Рядом со мной стоял (стульев было чертовски мало) мужчина лет под пятьдесят, с подчеркнутой, но уже здорово траченной молью респектабельностью, в изрядно пожелтевшем стоячем воротничке с загнутыми уголками, в пенсне с золотой оправой. Он его снял, свое пенсне, как только Маяковский вышел на эстраду, и тщательно, чуть ли не до дыр протирал замшевым лоскутком, пока Маяковский читал первое свое стихотворение, протирал и во время второго стихотворения, всем своим видом давая понять, что считает себя выше подобной поэзии, что он ее попросту не замечает.
Теперь я следил за лицами слушателей и видел, как даже люди, долго крепившиеся, вдруг помимо своей воли заулыбались.
Маяковский кончил читать, грянули рукоплескания. Мой сосед, напялив наконец на свой точеный носик пенсне, тоже совсем уж было собрался поаплодировать, уже он и руки надлежащим манером изготовил, но в последнюю секунду передумал, вынул из кармана носовой платок и довольно звучно для респектабельного человека высморкался.

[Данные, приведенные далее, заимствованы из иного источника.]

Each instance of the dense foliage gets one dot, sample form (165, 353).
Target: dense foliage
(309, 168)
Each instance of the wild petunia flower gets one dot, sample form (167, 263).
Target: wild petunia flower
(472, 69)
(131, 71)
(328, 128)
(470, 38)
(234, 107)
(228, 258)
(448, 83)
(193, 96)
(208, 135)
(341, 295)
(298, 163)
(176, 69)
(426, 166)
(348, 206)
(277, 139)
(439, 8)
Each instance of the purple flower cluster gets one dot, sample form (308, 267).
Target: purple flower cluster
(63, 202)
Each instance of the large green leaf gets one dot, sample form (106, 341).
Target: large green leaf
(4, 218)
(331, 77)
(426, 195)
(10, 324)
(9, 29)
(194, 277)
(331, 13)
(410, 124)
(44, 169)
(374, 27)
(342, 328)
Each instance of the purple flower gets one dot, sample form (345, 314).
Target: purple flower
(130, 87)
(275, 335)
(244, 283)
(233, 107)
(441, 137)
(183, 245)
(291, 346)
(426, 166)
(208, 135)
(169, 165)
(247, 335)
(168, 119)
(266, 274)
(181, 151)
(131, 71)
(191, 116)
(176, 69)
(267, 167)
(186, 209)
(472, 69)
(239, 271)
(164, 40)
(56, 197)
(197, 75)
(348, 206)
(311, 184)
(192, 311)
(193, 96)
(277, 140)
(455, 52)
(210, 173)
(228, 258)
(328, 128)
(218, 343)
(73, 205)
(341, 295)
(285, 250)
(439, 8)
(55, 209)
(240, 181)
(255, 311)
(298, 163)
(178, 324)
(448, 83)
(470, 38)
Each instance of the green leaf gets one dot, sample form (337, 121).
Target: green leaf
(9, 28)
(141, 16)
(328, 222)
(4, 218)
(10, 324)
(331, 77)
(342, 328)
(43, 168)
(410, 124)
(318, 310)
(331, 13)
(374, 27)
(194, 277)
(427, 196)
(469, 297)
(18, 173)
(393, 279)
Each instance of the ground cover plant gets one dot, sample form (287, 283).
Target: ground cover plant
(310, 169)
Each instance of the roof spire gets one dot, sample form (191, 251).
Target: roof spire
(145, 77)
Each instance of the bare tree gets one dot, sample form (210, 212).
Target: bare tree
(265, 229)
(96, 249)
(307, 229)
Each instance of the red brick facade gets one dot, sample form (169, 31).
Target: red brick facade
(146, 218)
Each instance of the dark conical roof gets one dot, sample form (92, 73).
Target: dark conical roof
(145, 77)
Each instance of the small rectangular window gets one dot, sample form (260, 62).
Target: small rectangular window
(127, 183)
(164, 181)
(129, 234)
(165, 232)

Двадцать четвертый год. Весна. Бывшая Богословская аудитория Московского университета, которая тогда еще, кажется, не была переименована в Коммунистическую. Вечер Маяковского. Маяковский отвечает на записки.
Вопрос: Кого вы, товарищ Маяковский, считаете самым интересным из современных советских прозаиков!
Маяковский: Бабеля.
Голоса из зала: Кого, кого? Повторите фамилию!
Маяковский: Ба-бе-ля!
Шум в зале. То, что называется — «веселое оживление». Ох уж этот Маяковский!.. Вечно разыгрывает публику!.. Слыхали, какой-то Бабель… Наверно, из футуристов…
Маяковский (подняв над головой довольно толстый журнал):
— Читайте рассказы Бабеля в четвертом номере журнала «Лэф»!..
Голоса с места: Ах, вот в чем дело!.. Обычная реклама любимому журналу!.. Всяк кулик свое болото хвалит!.. Как вы сказали: Вавель?..
Маяковский (не повышая голоса): Ба-бель… Запомните, четвертый номер «Лефа». Не пожалеете…
Так Маяковский открывал для советского читателя талант Бабеля.
Как часто и в те годы и позже обвиняли Маяковского в групповщине, в том, что он захваливает «своих» — лефовцев — и всячески принижает достижения и литературные заслуги членов других тогдашних литературных группировок. Но ведь трудно себе представить писателя, в меньшей степени отвечавшего каноническим лефовским требованиям, нежели Бабель!